Let’s count apples again to see binary counting in action:

• 0 apples = 0 in binary
• 1 apple = 1 in binary
• 2 apples = 10 in binary
• 3 apples = 11 in binary
• 4 apples = 100 in binary
• 5 apples = 101 in binary
• 6 apples = 110 in binary
• 7 apples = 111 in binary (= 1 one + 1 two + 1 four)
• 8 apples = 1000 in binary

The important thing to realize is that physically, we have the same quantity of apples, regardless of the numeral system we are using to represent them. So to speak of 8 (base ten) apples or 1000 (base two) apples, we are really talking about the same thing.

We can apply these counting concepts to the other numeral systems as well. Let’s look at the octal numeral system first. As you can probably tell from its name, octal is a base eight system. So, each number position can have any of the digits 0–7, and the labelling of the positions goes up by a factor of 8 for each position. So, we have ones, eights, sixty-fours, five hundred twelves, etc. Let’s look at some apple quantities again, but in octal this time. You can figure out what 0–7 apples looks like in octal notation, but what about 8 or higher:

• 7 apples = 7 in octal
• 8 apples = 10 in octal
• 9 apples = 11 in octal (= 1 one + 1 eight)
• 10 apples = 12 in octal
• 11 apples = 13 in octal (= 3 ones + 1 eight)
• …
• 20 apples = 24 in octal
• 24 apples = 30 in octal
• 30 apples = 36 in octal (= 6 ones + 3 eights)
• …
• 100 apples = 144 in octal (=4 ones + 4 eights + 1 sixty-four)
• …
• 750 apples = 1356 in octal (= 1 five hundred twelve + 3 sixty-fours + 5 eights + 6 ones)

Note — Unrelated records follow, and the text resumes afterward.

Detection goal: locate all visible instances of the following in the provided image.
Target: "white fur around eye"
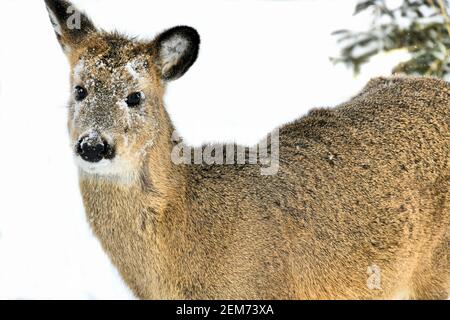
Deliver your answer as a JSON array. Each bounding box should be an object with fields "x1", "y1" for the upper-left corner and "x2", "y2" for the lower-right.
[
  {"x1": 73, "y1": 59, "x2": 85, "y2": 82},
  {"x1": 160, "y1": 36, "x2": 189, "y2": 72}
]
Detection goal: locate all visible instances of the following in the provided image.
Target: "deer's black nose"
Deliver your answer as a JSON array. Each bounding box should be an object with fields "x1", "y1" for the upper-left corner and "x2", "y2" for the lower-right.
[{"x1": 76, "y1": 133, "x2": 115, "y2": 163}]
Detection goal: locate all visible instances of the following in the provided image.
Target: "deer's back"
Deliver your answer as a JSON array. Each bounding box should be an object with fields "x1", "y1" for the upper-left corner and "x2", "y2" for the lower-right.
[{"x1": 183, "y1": 76, "x2": 450, "y2": 299}]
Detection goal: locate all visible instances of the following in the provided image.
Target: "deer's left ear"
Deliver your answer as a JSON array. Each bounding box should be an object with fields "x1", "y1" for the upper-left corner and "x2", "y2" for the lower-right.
[
  {"x1": 152, "y1": 26, "x2": 200, "y2": 81},
  {"x1": 44, "y1": 0, "x2": 97, "y2": 54}
]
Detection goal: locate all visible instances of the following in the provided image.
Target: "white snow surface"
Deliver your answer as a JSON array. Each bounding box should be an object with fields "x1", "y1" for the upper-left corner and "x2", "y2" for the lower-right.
[{"x1": 0, "y1": 0, "x2": 411, "y2": 299}]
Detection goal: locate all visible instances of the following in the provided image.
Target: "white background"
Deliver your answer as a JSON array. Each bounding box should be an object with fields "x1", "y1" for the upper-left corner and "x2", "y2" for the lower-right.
[{"x1": 0, "y1": 0, "x2": 410, "y2": 299}]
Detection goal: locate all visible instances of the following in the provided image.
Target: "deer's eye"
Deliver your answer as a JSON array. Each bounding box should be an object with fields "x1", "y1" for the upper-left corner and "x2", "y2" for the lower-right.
[
  {"x1": 74, "y1": 86, "x2": 88, "y2": 101},
  {"x1": 126, "y1": 92, "x2": 142, "y2": 107}
]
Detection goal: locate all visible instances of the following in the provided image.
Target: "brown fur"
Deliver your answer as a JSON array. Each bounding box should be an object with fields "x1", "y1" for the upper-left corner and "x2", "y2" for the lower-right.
[{"x1": 45, "y1": 0, "x2": 450, "y2": 299}]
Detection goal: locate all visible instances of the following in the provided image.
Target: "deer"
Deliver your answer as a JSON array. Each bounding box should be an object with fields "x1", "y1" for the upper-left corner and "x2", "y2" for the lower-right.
[{"x1": 44, "y1": 0, "x2": 449, "y2": 299}]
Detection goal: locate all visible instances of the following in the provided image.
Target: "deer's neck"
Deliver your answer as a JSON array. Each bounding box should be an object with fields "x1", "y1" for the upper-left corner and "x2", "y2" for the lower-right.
[{"x1": 79, "y1": 131, "x2": 190, "y2": 298}]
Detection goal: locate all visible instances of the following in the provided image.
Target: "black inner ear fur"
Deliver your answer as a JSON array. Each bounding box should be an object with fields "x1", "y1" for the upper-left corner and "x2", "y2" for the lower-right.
[
  {"x1": 45, "y1": 0, "x2": 96, "y2": 47},
  {"x1": 154, "y1": 26, "x2": 201, "y2": 81}
]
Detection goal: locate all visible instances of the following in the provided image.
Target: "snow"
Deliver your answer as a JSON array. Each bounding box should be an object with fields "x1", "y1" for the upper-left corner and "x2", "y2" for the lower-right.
[
  {"x1": 125, "y1": 60, "x2": 144, "y2": 82},
  {"x1": 0, "y1": 0, "x2": 411, "y2": 299}
]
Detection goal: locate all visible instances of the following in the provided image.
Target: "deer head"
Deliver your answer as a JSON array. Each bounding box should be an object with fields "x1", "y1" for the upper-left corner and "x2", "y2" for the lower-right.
[{"x1": 44, "y1": 0, "x2": 200, "y2": 179}]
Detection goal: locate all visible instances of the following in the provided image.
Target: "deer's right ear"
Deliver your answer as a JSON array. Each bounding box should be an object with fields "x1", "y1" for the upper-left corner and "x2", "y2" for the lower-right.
[{"x1": 44, "y1": 0, "x2": 97, "y2": 54}]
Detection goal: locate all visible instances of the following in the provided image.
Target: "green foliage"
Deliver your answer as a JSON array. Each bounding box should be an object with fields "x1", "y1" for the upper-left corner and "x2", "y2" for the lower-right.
[{"x1": 332, "y1": 0, "x2": 450, "y2": 78}]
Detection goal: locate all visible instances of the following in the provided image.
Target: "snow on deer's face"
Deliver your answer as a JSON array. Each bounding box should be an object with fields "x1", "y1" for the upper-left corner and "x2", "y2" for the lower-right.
[
  {"x1": 44, "y1": 0, "x2": 200, "y2": 179},
  {"x1": 68, "y1": 36, "x2": 163, "y2": 177}
]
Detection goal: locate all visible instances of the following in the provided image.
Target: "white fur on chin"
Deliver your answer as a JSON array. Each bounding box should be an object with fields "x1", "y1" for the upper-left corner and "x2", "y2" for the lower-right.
[{"x1": 75, "y1": 156, "x2": 137, "y2": 184}]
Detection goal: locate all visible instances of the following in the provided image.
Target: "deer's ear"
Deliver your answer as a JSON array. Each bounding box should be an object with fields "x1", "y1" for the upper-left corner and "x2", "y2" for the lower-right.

Finally, let’s look at the hexadecimal number system. This system, also used frequently in computer programming, is a base sixteen system (as can be seen by its name: hexa- mean six and deci- means ten = 6+10 = 16). This counting system may take the most work to understand, but again, it follows the same rules. In this case, however, we run into a wrinkle. So far, we have looked at decimal, binary, and octal systems. All of these utilize at least some of the familiar digits 0–9. But how do we represent a number between 10–15 by only using a single digit? We only know of these quantities as two-digit numbers! Is there anything else we might use that is only a single character, without having to make up a brand new one? This is where hexadecimal is slightly different from the others. It uses 0–9 to represent those digits, though for 10–15 it uses the letters A-F. So, to write 10 in hexadecimal, it is simply A. Similarly, 11 is B, and so on. As a result, the number positions again are larger than the previous systems, so we have ones, sixteens, two hundred fifty-sixes, four thousand ninety-sixes, etc.

So counting apples again!

• 13 apples = D apples in hex
• 15 apples = F apples in hex
• 16 apples = 10 apples in hex
• 26 apples = 1A apples in hex
• 100 apples = 64 apples in hex
• 124 apples = 7C apples in hex
• …
• 50000 apples = C350 apples in hex

By including letter characters as digits, hexadecimal may be the most challenging of these number systems to wrap your head around. The bigger the numbers get, the more complicated they may seem. However, they all follow the same concepts and aren’t too difficult to figure out, once you get used to thinking in a number system other than base ten!